Hacker News new | ask | show | jobs
by smt88 242 days ago
I sometimes meet devs who are "using it wrong" with under-baked prompts.

But mostly my experience is that people who regularly get good output from AI coding tools fall into these buckets:

A) Very limited scope (e.g. single, simple method with defined input/output in context)

B) Aren't experienced enough in the target domain to see the problems with the AI's output (let's call this "slop blindness")

C) Use AI to force multiple iterations of the same prompt to "shake out the bugs" automatically instead of using the dev's time

I don't see many cases outside of this.

2 comments

> B) Aren't experienced enough in the target domain to see the problems with the AI's output (let's call this "slop blindness")

Oh, boy, this. For example, I often use whatever AI I have to adjust my Nix files because the documentation for Nix is so horrible. Sure, it's slop, but it gets me working again and back to what I'm supposed to be doing instead of farting with Nix.

I would also argue:

D) The fact that an AI can do the task indicates that something with the task is broken.

If an AI can do the task well, there is something fundamentally wrong. Either the abstractions are broken, the documentation is horrible, the task is pure boilerplate, etc.

D) Understand and use context creatively.
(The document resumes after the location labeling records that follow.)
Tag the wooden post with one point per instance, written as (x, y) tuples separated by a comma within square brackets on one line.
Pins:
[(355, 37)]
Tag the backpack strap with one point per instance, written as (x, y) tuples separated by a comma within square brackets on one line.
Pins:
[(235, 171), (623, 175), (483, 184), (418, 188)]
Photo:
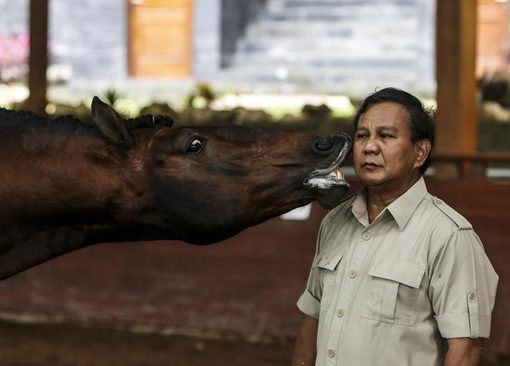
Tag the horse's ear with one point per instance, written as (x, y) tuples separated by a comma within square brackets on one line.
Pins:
[(111, 125)]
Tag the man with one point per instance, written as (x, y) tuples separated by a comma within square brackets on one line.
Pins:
[(399, 278)]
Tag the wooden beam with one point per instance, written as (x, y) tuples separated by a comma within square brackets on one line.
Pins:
[(38, 56), (457, 120)]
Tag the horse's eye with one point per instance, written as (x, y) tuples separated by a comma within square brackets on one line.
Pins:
[(195, 146)]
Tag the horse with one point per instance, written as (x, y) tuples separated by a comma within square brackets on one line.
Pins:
[(66, 183)]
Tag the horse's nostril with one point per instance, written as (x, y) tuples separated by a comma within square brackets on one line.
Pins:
[(323, 144)]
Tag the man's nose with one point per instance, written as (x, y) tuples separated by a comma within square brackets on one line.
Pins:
[(371, 146)]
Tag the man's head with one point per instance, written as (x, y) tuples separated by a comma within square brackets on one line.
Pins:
[(420, 121), (393, 139)]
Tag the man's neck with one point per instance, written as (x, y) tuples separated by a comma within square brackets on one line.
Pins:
[(378, 198)]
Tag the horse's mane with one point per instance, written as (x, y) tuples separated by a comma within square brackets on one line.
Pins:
[(70, 123)]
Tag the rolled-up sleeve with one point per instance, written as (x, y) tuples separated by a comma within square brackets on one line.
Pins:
[(463, 287)]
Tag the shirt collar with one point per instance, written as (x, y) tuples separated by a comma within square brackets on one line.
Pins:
[(401, 209)]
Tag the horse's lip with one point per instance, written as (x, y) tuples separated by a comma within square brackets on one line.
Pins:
[(331, 176)]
They know when to start new conversations, and how to use the filesystem as context storage.
Yeah except I do that with Claude Code, and my output is still shit most of the time. It might save me a little time or typing, but it definitely needs hand-editing. The people who say Claude is a junior dev (at best) are right.

That's why I think a lot of people who think it's a miracle probably aren't experienced enough to see the bugs.